Mendung tanpa hujan

159 139 87
                                    


"Ayah, ibu tak masalah seberapa jauh engkau mengais rezeki, namun aku yakin doa tak pernah lepas engkau panjatkan untuk anak anakmu diatas sajadah sebagai saksi engkau menghadap kepada sang Illahi Rabbi. "


                               *******

Langit begitu cerah sangat cerah hingga tidak terlihat seperti biasa suasana juga mendukung karena jamkos bangku satu dan yang lain .sudah tidak tau dimana pasangan meja-meja mereka berada. semuanya ditarik hingga membentuk lingkaran dan disinilah kami para pemimpi berkumpul

"Harus kemana yah aku setelah ini?aku bingung kamu sendiri gimana?"tanya temanku

"Aku hanya ikut kemana takdir membawa ku yang perlu kulakukan bukanlah menebak masa depan melainkan hanya ikhtiar dan berdoa saja.
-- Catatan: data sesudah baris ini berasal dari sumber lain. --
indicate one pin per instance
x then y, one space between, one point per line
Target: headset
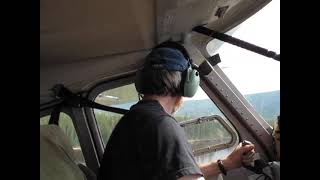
190 77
Setelahnya saya tawakal kepada Allah "Ocehan ku menyambut pertanyaan temanku.

Kutatap seragam batik temanku yang bergambar burung cendrawasih . Sambil mendengar obrolan teman-teman ku.

Semuanya sibuk berbincang dan bermimpi tentang lauful mahfudz mereka masing-masing . Ditengah perasaan bimbang tentang kelanjutan pendidikan mereka setelah lulus dari SMA . Semuanya bermula dari sini

Flashback
Tidak hujan tapi perasaan ku dipenuhi oleh mendung disinilah aku terduduk di belakang kelas bersama teman sekelasku terpaku dalam satu suara yang membuat kami terdiam.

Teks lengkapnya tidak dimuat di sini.